Page MenuHomePhabricator

[calcspillweights] mark LiveIntervals from INLINEASM_BR defs as not spillable
Needs ReviewPublic

Authored by nickdesaulniers on Apr 9 2020, 6:54 PM.

Details

Summary

Typically, most of the existing callbr tests are in the form:

  callbr ...
    to label %fallthrough [label %indirect_target]
...
fallthrough:
...
indirect_target:
...

Optimizations such as loop-sink and mergeicmps have been observed to
produce callbr's in the form:

  callbr ...
    to label %fallthrough [label %indirect_target]
...
indirect_target:
...
fallthrough:
...

Note the order of the BasicBlocks is reversed.

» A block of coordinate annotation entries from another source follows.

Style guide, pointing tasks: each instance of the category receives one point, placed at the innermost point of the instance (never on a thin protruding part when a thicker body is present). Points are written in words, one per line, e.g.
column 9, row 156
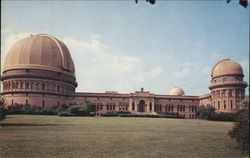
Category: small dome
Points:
column 227, row 67
column 40, row 52
column 177, row 91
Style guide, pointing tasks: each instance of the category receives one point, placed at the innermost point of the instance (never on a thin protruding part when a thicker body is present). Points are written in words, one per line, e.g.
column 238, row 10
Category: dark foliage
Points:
column 241, row 130
column 205, row 112
column 2, row 110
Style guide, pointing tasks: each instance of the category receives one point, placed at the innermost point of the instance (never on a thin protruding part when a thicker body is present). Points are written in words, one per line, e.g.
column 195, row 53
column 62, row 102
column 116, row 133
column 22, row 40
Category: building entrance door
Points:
column 142, row 106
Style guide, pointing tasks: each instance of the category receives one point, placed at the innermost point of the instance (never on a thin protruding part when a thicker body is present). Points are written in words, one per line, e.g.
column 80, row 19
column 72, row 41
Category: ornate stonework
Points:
column 39, row 71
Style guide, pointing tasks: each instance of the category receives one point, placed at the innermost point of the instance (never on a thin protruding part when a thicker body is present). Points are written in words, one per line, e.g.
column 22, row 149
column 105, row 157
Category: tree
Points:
column 2, row 109
column 205, row 112
column 240, row 132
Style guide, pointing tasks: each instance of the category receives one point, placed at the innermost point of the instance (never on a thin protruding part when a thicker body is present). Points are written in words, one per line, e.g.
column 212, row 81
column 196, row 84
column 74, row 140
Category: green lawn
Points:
column 53, row 136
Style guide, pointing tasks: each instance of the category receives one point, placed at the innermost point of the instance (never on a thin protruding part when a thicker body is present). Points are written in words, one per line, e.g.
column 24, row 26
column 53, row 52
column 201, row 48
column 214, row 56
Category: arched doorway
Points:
column 142, row 106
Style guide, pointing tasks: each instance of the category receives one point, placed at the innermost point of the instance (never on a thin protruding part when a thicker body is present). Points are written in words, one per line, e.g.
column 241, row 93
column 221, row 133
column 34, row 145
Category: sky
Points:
column 123, row 46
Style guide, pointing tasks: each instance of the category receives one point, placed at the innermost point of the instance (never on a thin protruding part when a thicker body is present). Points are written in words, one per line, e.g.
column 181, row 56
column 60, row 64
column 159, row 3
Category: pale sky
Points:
column 123, row 46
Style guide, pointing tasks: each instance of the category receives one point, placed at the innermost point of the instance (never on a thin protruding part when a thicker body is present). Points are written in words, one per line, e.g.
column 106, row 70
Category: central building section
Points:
column 141, row 102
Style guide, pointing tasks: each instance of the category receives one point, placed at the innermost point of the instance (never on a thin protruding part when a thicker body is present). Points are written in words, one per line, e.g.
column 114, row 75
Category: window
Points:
column 58, row 88
column 230, row 93
column 43, row 86
column 27, row 85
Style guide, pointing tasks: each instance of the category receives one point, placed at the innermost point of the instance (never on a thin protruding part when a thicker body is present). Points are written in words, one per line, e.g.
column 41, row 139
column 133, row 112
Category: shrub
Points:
column 65, row 114
column 205, row 112
column 240, row 132
column 223, row 117
column 110, row 114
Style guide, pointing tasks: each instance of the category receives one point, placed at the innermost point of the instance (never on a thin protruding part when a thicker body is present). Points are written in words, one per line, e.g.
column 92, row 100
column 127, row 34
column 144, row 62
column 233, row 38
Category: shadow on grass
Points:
column 24, row 124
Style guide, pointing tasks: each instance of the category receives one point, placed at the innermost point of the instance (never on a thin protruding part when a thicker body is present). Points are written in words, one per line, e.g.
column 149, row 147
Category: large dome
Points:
column 41, row 51
column 227, row 67
column 177, row 91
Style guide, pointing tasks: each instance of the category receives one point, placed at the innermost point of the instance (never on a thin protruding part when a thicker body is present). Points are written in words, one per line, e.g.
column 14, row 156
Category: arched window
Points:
column 43, row 86
column 13, row 85
column 21, row 85
column 27, row 85
column 37, row 86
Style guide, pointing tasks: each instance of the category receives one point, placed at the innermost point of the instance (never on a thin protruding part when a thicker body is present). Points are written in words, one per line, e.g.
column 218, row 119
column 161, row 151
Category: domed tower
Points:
column 227, row 86
column 176, row 91
column 39, row 71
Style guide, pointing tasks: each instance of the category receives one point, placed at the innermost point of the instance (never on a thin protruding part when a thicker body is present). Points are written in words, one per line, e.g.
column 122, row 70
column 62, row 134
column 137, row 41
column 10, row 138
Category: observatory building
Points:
column 39, row 71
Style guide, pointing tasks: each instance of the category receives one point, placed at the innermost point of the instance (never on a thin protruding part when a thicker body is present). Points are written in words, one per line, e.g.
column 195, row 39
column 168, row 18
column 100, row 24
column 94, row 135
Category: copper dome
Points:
column 226, row 67
column 41, row 51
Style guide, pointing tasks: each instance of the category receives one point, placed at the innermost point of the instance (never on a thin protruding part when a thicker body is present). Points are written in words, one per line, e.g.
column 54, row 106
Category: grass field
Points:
column 53, row 136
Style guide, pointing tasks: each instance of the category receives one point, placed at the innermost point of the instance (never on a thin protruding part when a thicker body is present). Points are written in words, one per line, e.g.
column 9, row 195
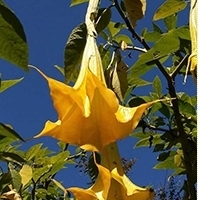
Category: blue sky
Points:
column 27, row 106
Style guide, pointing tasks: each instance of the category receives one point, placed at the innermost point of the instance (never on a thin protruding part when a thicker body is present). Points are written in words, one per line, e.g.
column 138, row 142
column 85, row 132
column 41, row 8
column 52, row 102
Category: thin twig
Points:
column 179, row 67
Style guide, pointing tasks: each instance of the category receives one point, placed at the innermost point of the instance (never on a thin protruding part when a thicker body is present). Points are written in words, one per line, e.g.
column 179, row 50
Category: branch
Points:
column 179, row 67
column 141, row 40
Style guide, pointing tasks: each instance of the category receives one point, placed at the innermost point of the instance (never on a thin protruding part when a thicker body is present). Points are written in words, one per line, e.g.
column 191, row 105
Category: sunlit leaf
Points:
column 168, row 8
column 157, row 85
column 16, row 178
column 168, row 43
column 8, row 83
column 11, row 157
column 61, row 69
column 74, row 51
column 7, row 131
column 135, row 9
column 119, row 38
column 76, row 2
column 103, row 19
column 13, row 44
column 113, row 29
column 33, row 151
column 26, row 174
column 171, row 21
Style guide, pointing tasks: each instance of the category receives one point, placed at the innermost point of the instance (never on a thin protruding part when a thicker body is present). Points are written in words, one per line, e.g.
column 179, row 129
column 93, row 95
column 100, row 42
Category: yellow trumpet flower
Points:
column 112, row 183
column 89, row 114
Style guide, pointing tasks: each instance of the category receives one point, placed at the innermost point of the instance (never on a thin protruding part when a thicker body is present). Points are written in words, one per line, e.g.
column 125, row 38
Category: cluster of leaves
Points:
column 169, row 128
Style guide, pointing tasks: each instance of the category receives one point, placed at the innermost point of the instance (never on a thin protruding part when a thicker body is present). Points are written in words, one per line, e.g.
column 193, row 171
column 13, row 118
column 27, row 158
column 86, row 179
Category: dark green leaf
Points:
column 103, row 19
column 74, row 51
column 112, row 29
column 163, row 156
column 136, row 101
column 33, row 151
column 168, row 43
column 137, row 81
column 11, row 157
column 61, row 69
column 119, row 80
column 157, row 86
column 13, row 44
column 167, row 163
column 8, row 83
column 7, row 131
column 169, row 7
column 152, row 36
column 171, row 21
column 119, row 38
column 156, row 28
column 16, row 178
column 105, row 56
column 76, row 2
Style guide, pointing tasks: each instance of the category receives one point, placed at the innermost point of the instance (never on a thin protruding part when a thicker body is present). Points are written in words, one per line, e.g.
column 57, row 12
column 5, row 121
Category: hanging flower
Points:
column 89, row 114
column 112, row 183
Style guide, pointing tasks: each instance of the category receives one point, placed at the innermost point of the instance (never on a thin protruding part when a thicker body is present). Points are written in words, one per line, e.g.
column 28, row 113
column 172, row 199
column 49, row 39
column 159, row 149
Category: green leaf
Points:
column 13, row 44
column 169, row 7
column 167, row 163
column 33, row 151
column 26, row 174
column 137, row 81
column 171, row 21
column 16, row 178
column 76, row 2
column 136, row 101
column 167, row 44
column 146, row 141
column 7, row 131
column 60, row 69
column 103, row 19
column 152, row 36
column 11, row 157
column 105, row 56
column 8, row 83
column 163, row 156
column 157, row 86
column 74, row 51
column 119, row 80
column 113, row 30
column 121, row 37
column 60, row 186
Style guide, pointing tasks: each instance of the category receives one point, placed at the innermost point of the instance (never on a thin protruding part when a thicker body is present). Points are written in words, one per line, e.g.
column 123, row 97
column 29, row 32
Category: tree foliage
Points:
column 169, row 128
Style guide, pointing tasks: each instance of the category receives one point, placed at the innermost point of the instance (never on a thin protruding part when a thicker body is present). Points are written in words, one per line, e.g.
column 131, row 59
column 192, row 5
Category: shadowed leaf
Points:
column 13, row 44
column 168, row 8
column 74, row 51
column 8, row 83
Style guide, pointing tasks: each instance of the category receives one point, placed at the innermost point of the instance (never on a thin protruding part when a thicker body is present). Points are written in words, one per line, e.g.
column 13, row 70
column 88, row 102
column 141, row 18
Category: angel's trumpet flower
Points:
column 89, row 114
column 112, row 183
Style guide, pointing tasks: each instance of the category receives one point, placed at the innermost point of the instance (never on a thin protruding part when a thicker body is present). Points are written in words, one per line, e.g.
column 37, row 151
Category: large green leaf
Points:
column 157, row 85
column 168, row 8
column 26, row 174
column 74, row 51
column 8, row 83
column 167, row 44
column 11, row 157
column 7, row 131
column 76, row 2
column 13, row 44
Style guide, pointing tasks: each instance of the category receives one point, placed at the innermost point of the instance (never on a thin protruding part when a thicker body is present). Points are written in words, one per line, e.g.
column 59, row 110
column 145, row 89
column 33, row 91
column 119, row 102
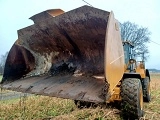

This generally isn't a
problem, until we encounter register pressure in this non-canonical
form.

Under register pressure, it has been observed that the greedy
register allocator will spill the registers defined in INLINEASM_BR
MachineInstrs that whose LiveIntervals cross into the copy blocks
split during pre-RA ISel.

This is bad. Having a register spill (ie. a COPY) post a Terminal
MachineInstr is a violation of the MachineVerifiers invariant that
subsequent Terminal MachineInstrs in a MachineBasicBlock after the first
must also be Terminal.

Further, this leads to a cascaded failure where much later in
branch-folder calls to TargetInstructionInfo::analyzeBranch() fail to
properly classify a MachineBasicBlock. This triggers calls to
MachineBasicBlock::CorrectCFGEdges() which removes the indirect
successors of the MachineBasicBlock containing the INDIRECTASM_BR.
Finally, branch-folder removes the INDIRECTASM_BR indirect target
MachineBasicBlocks, as they appear to have no predecessors. This results
in references to labels that have been removed.

We should try harder to force these outputs to stay in registers and not
be spilled.

Some alternatives considered:

  • We could teach loop-sink and mergeicmps to not create "non-canonical" callbrs. I prefer to allow LLVM IR to be flexible; I don't think we should canonicalize an order to the BasicBlocks.
  • We could "canonicalize" the MachineBasicBlocks during pre-RA ISel, such that the MachineBasicBlock following the split block following a block terminated by an INLINEASM_BR was the fallthrough successor. So three MachineBasicBlocks that fallthrough in order. I prefer to allow arbitrary ordering of MachineBasicBlocks leading up to regalloc, which makes regalloc able to handle more generic cases.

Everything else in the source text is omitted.